И через несколько страниц еще одна запись, написанная, быть может, недели через две после этого события, но недатированная:

Вернулась меньше чем через месяц. Да, лес хорошо потрудился, создавая ее. Решил рассказать о ней Уинн-Джонсу. Она вышла из сумерек и вошла в кабинет. Я наблюдал за ней, не двигаясь. Оружие, которое она принесла с собой, выглядит очень опасным. Она любопытна. Она говорит какие-то слова, но мой ум не настолько быстр, чтобы вспомнить чужие звуки погибшей культуры. Любопытство! Она исследует книги, вещи, шкафы. Невероятные глаза. Она поглядела на меня и я застыл на стуле. Я пытался общаться с ней, говорил самые простые слова: мифаго создаются вместе с языком и пониманием. Ничего. Тем не менее У-Дж считает, что мифаго можно научить языку, потому что они связаны с сознанием, создавшим их. Я смущен. Смутная запись. Джи вошла в кабинет и обезумела. Она очень больна. Девушка посмеялась над ней, и у Джи чуть не случился истерический припадок, но она предпочла выбежать из комнаты, а не ругаться с женщиной, с которой, по ее мнению, я ей изменяю. Я боюсь, что девушка перестанет интересоваться мной. Единственное мифаго, вышедшее из леса. За нее надо держаться.

То там то здесь не хватало страниц, очень важных, потому что они, безусловно, говорили о попытках отца последовать за девушкой в лес и о проходах, которые он использовал. (Вот пример зашифрованного описания из другого места, где он рассказывает об оборудовании, изобретенном им и Уинн-Джонсом: "Войди через дорогу свиньи, седьмой сегмент, и пройди четыре сотни шагов. Это возможность, хотя настоящий путь внутрь, скрытый, остается неуловимым. Защита слишком сильна, а я слишком стар. Более молодой человек? Есть и другие пути, стоит попытаться." И на этом запись обрывается.)

Последнее сообщение о Гуивеннет из Зеленого леса было кратким и туманным, однако, как я сообразил, содержало ключ к трагедии:

15 сентября 42 года. Где девушка? Два года! Где? Неужели разлагающегося мифаго заменяет новый? Джи видит ее. Джи! Ей все хуже, она при смерти. Я знаю, что она при смерти. Что я могу сделать? У ней видения. Ей видится девушка. Бред? Галлюцинации? Джи часто впадает в истерику, а когда С и К рядом, холодно молчит, и действует как мать, но не как жена. Мы не обменялись… (дальше перечеркнуто, но можно разобрать). Джи тает. И мне не больно при мысли об этом.
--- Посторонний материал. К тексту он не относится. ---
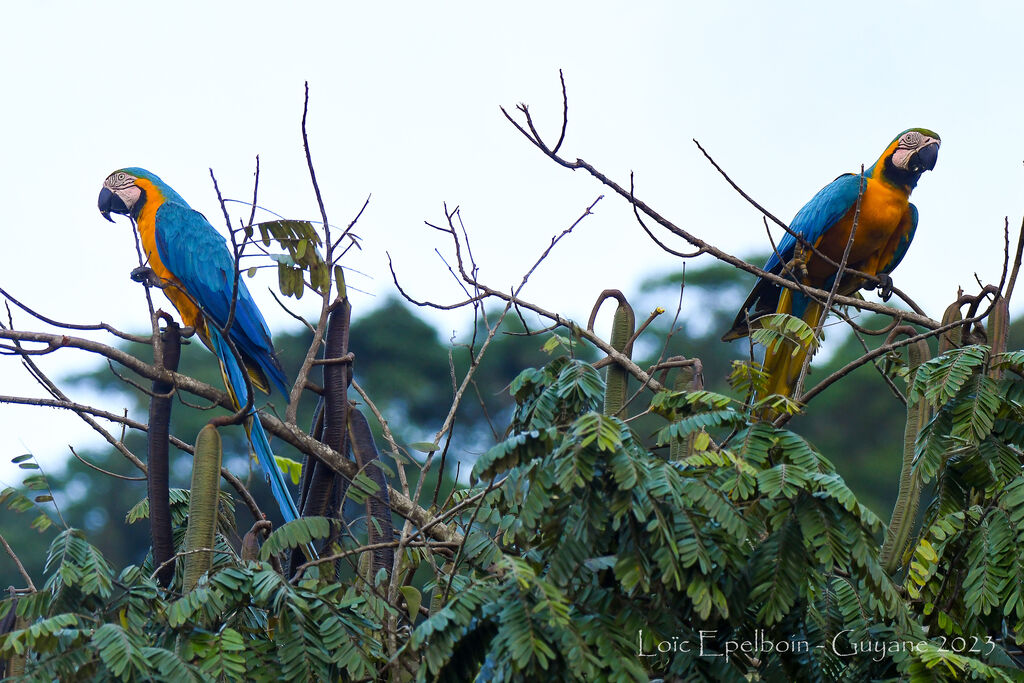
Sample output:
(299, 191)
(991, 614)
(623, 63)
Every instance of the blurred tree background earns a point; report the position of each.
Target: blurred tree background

Чем бы не болела мать, ее состояние безусловно ухудшали гнев, ревность и, не исключено, печаль при виде молодой и потрясающе красивой женщины, похитившей сердце отца. "Это в природе мифаго…"

Слова, как песнь сирен, предупреждали меня, пугали меня, и, тем не менее, я ничего не мог поделать. Сначала страсть поглотила отца, а потом, когда Кристиан пришел с войны, разыгралась трагедия, и девушка (к тому времени, возможно, поселившаяся в доме) перенесла свою любовь на человека, более близкого к ней по возрасту. Ничего удивительного, что Урскумуг пылал ненавистью! Что за погони и сражения, спросил я себя, какие страсти бушевали тут перед смертью отца в стране леса? В дневнике нет записей того времени и никаких упоминаний Гуивеннет после последних холодных, почти отчаянных слов: "Джи тает. И мне не больно при мысли об этом."

Чье она мифаго?

Меня охватило что-то вроде паники; ранним утром я отправился в лес и бегал по нему до тех пор, пока не вспотел и не выдохся. Было светло и не очень холодно. Я нашел пару тяжелых сапог и, со сломанных копьем в руках, обегал всю опушку. И постоянно звал Гуивеннет.

Чье она мифаго?

Вопрос который мучил меня все утро, темная птица, мечущаяся над головой. Мое? Или Кристиана? Кристиан отправился в лес чтобы опять найти ее, Гуивеннет из Зеленого леса, которую создали дубы и ясени, терновник и кусты, вся сложная жизнь, населявшая древний Райхоуп. Но чьим мифаго является моя Гуивеннет? Неужели Кристиана? Неужели он нашел ее и гнался за ней до самой опушки, за девушкой, которая боялась и презирала его? Неужели она пряталась от Кристиана?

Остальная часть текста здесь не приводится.